To find out how a cuttlefish responds to the sight of a shark, Bedore set an iPad screen against the wall of a cuttlefish tank. She then played the cuttlefish videos of what looked like the silhouettes of approaching crabs, sharks, and groupers (another cuttlefish predator).
The crab silhouette, which presented no threat, didn’t inspire any changes in the cuttlefish’s behavior. But each time the silhouette of a shark or grouper approached, the cuttlefish in the tank froze. Its breathing slowed, and it seemed to be covering parts of its body with its little arms.
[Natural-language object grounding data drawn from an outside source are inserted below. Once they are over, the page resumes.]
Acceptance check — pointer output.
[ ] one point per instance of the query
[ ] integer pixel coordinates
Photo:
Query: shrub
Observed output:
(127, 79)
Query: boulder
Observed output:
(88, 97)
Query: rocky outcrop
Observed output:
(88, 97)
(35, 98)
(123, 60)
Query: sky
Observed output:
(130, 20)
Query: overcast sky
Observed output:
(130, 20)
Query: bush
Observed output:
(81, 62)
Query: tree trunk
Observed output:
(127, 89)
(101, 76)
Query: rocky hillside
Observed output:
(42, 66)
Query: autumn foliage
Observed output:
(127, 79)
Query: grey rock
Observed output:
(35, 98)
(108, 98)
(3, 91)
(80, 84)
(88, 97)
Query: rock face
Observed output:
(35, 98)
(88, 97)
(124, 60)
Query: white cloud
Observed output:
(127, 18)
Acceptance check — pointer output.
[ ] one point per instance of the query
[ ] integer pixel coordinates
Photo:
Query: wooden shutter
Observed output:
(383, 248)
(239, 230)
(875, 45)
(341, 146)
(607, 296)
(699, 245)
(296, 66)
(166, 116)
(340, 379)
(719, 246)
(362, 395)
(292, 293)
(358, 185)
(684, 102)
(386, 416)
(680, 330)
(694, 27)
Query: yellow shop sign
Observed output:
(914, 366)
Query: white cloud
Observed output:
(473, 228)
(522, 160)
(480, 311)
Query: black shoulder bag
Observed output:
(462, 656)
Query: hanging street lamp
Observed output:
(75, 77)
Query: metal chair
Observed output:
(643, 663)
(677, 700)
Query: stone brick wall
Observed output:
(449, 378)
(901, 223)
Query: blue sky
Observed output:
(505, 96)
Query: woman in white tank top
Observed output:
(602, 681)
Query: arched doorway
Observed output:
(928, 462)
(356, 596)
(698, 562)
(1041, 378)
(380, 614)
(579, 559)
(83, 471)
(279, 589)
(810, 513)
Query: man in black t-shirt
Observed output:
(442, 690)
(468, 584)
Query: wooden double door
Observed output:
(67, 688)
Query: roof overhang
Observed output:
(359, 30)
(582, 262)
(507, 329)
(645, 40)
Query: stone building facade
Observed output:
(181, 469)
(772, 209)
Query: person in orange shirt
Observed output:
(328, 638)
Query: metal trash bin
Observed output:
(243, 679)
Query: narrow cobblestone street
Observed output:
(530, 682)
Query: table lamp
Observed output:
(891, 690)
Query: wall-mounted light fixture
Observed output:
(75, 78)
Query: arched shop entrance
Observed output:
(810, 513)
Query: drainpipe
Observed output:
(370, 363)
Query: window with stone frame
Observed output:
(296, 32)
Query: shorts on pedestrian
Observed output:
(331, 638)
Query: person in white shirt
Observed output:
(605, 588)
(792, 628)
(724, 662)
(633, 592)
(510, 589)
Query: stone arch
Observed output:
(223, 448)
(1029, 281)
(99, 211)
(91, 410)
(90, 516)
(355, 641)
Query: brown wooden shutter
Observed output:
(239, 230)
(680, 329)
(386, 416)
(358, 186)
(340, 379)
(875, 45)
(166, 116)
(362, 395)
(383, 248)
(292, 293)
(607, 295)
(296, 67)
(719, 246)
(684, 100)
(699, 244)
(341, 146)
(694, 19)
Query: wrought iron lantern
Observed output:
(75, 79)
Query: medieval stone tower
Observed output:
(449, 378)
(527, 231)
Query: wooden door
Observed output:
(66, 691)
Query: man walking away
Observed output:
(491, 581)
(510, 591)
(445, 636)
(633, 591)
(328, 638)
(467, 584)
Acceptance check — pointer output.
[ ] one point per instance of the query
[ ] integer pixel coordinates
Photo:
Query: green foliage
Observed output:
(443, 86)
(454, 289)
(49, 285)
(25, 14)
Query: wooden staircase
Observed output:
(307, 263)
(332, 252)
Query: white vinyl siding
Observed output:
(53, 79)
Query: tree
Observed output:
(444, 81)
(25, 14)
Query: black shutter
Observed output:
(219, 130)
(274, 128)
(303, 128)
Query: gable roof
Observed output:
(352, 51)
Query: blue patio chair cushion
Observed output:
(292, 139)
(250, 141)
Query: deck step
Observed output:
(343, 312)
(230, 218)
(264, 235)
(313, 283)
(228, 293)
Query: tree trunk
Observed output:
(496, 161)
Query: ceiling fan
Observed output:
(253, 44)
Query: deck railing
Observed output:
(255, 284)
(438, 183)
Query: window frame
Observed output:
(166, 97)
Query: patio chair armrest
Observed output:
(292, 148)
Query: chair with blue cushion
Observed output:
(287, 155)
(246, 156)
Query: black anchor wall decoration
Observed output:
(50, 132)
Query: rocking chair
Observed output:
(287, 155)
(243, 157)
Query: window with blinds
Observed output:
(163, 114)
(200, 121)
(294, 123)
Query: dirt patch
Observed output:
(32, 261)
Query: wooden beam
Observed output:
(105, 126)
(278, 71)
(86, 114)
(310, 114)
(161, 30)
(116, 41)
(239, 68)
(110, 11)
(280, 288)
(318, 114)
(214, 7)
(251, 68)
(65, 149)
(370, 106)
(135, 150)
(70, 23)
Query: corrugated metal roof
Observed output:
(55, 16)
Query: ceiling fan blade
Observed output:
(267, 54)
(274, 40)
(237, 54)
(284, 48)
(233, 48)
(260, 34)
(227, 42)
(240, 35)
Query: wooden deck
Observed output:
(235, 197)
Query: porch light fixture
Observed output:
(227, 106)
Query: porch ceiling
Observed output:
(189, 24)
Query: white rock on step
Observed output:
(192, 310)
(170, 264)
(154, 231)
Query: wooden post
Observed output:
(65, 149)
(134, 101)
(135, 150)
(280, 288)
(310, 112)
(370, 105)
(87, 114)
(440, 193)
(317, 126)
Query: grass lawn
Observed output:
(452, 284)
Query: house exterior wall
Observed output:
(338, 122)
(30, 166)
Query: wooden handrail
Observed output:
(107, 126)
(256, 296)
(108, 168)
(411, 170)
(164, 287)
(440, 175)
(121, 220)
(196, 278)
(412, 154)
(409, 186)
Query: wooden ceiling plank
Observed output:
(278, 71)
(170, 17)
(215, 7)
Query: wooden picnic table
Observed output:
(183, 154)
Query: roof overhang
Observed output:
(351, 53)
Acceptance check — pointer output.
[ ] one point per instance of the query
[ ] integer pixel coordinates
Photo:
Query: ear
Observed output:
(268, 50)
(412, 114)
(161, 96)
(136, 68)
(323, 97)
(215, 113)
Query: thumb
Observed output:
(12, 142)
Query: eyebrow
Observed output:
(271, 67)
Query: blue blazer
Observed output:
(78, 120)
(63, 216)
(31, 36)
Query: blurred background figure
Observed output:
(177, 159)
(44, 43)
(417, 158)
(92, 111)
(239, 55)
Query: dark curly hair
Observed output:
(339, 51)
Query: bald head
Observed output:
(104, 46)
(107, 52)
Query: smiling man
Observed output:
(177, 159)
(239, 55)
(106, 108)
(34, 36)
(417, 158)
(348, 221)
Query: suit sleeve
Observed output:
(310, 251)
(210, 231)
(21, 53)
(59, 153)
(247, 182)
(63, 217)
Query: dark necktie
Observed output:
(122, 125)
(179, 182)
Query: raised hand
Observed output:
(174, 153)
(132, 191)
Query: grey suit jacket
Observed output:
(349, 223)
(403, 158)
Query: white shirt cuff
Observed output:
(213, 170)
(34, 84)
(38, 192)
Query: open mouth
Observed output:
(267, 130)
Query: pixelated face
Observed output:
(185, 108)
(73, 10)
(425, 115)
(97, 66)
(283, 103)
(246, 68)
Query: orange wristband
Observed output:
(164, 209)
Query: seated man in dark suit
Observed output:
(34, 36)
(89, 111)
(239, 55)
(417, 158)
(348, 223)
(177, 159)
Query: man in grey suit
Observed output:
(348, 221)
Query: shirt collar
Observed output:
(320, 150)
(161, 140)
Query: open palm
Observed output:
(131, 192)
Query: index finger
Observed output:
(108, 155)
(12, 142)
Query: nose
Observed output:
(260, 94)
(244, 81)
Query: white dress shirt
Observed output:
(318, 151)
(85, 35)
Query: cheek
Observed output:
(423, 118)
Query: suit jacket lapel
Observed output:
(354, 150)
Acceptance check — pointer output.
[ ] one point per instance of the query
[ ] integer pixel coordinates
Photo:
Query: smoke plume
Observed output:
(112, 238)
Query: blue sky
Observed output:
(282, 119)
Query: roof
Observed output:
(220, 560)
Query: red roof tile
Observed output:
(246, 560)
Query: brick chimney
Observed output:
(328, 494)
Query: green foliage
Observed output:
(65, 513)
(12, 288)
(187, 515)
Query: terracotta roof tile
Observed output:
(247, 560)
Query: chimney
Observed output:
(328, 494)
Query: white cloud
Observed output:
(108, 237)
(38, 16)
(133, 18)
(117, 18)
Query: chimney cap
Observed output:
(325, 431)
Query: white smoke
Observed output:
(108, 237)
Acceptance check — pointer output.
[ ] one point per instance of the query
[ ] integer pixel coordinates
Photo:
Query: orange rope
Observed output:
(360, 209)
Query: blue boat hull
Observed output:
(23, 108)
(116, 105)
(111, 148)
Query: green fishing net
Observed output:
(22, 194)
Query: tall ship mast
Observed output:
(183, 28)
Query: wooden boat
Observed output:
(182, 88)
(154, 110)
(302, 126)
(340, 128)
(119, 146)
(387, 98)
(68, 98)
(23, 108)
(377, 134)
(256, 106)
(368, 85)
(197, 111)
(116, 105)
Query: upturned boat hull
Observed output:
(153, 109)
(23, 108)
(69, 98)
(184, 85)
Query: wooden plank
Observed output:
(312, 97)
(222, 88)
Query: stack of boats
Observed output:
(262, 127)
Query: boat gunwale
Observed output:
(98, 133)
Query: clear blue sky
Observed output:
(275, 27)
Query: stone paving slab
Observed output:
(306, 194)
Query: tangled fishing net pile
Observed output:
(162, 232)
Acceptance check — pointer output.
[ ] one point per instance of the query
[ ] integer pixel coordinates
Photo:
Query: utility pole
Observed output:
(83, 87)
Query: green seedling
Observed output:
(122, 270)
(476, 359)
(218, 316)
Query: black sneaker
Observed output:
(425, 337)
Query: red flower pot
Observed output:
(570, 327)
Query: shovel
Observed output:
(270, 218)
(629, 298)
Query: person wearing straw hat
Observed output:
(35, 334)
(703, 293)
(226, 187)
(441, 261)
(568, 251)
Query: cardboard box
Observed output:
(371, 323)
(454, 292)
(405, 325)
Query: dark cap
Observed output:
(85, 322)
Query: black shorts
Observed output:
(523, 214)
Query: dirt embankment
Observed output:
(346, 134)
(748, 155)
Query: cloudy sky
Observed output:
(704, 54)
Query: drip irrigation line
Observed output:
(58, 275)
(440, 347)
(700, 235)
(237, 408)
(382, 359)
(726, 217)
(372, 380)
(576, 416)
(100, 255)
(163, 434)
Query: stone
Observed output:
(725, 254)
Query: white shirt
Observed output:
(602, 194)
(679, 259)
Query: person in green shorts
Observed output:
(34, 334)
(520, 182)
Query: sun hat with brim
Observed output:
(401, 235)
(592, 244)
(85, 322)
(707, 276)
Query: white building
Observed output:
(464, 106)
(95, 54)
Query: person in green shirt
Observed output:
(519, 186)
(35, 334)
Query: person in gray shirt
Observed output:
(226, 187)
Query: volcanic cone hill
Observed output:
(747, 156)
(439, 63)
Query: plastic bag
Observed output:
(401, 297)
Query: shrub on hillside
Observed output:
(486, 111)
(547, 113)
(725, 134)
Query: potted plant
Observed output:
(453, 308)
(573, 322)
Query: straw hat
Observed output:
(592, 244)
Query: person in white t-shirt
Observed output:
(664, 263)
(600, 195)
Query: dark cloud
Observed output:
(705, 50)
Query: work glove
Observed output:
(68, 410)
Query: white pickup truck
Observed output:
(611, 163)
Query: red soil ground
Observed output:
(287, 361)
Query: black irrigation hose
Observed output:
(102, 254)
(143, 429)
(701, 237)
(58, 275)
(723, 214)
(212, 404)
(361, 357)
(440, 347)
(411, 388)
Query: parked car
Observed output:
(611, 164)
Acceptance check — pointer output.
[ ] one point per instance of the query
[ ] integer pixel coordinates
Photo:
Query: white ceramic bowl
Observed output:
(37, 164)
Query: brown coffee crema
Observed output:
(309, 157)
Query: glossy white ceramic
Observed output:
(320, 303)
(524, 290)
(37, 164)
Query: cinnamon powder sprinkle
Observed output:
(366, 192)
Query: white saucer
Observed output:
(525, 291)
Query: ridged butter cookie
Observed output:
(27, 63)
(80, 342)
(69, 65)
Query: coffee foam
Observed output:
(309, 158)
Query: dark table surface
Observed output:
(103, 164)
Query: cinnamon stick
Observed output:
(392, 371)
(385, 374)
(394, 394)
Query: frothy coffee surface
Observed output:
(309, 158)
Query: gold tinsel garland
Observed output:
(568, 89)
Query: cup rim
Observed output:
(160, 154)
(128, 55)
Throughout the experiment, Bedore was tracking the cuttlefish’s electrical output. Watch for yourself:
The cuttlefish’s tactic had a huge effect on the strength of its electrical field. By covering its siphons with its arms, the cuttlefish masked its electrical output by as much as 89 percent.
For the second phase of the study, Bedore and her colleagues offered real sharks access to a simulated cuttlefish in two positions: relaxed and frozen. The “cuttlefish” at rest was not only visible, but it was irresistible; the sharks started biting the equipment. The muted electrical field of a frozen cuttlefish, on the other hand, attracted only half as many shark bites.
Bedore and her colleagues published their findings in the December 2 issue of the Proceedings of the Royal Society B.